First of all, I want to say. People, in this world, birth, old age, illness and death is a normal state! No one can live forever, so no one can ignore death! Death means a lifetime of hard work, once lover, once glory, once beauty, once joys and sorrows, once favorite food, games, pets, once hated everything, all return to zero! After that, with the passage of time, the grief of the living will gradually fade away. Wait until one day in the future, people who miss them all die, and then the bits and pieces left by the original deceased in this world will completely disappear. The ancients once said: "Three inches of gas is not as good as a thousand. Once impermanent, everything will stop." That's what it means.
So, I often think about this problem. What is the meaning of man? The answer is, if you can make your relatives and friends remember when you die, it's not in vain.
So in this sense, our circle of friends is a yearning for our loved ones. We can't leave us just because they are unconscious. In that case, we must be worse than animals.
At the same time, after the death of our loved ones, we hope that they can enter a better world without pain and only joy, which is what we call heaven. "Go all the way", this simple sentence, is a kind of sustenance of thousands of Qian Qian people to their loved ones! I hope there is another world, I hope they can enter that world, immortal!
Therefore, what you should consider most now is whether your expression to your loved ones is appropriate, and don't worry about those who have nothing to do with you!
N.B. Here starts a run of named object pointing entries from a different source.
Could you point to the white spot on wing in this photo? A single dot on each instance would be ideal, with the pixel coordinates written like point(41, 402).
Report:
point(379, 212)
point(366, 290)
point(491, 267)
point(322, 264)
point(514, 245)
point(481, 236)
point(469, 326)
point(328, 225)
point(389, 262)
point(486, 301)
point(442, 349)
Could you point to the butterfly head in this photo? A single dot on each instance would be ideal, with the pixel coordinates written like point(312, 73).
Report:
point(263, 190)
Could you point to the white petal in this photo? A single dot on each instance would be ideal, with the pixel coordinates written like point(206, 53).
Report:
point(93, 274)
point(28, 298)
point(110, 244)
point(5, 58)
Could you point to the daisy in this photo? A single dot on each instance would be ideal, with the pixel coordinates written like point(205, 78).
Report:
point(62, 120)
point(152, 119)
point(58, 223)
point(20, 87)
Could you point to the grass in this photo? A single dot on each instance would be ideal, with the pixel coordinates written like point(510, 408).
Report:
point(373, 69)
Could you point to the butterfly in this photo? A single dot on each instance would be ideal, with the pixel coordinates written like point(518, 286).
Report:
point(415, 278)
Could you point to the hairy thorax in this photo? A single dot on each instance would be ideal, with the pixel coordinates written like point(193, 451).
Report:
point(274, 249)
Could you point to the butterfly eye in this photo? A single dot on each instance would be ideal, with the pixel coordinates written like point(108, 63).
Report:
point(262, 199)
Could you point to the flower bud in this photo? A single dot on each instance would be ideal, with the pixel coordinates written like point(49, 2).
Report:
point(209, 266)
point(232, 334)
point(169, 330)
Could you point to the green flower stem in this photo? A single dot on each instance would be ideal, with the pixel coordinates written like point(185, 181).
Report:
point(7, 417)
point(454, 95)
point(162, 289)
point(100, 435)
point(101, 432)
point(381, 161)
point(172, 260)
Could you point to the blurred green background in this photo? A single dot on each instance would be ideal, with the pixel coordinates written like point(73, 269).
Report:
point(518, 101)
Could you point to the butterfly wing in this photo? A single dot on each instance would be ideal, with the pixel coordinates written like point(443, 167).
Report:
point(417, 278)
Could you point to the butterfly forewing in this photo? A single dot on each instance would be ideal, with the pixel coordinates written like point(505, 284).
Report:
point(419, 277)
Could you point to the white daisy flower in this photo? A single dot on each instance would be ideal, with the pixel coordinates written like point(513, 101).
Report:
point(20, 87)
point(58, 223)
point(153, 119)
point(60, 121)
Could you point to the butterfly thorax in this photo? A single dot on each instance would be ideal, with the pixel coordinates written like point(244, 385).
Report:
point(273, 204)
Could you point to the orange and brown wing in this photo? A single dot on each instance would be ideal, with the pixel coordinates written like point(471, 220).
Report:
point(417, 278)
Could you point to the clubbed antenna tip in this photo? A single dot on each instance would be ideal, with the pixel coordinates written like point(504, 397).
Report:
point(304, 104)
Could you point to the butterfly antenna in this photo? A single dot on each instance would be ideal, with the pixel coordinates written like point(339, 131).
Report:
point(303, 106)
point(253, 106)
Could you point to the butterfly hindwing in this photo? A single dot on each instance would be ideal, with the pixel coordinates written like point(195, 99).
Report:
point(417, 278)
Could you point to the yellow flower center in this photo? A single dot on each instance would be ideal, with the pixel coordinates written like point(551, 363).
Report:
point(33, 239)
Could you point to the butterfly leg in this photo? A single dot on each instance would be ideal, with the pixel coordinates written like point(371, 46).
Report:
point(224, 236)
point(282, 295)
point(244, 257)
In the past, when a relative died, he hoped to have a cemetery in the house, where he would mourn for three years! This is an expression of the kindness of raising relatives!
This is obviously inappropriate. After all, the living have to study, work and earn money to support their families. However, we can express our grief in another way! For example, as you said, isn't it good to send a "happy trip" in the circle of friends?
If we are worried about this, it is really unnecessary! After all, it's your relatives or friends, not the families of those who tell you what to do! Wait until the future, you will inadvertently see your circle of friends again, and you will be moved by your sentient beings and righteousness!
Send it if you want, send it if you want! For the dead, and for yourself!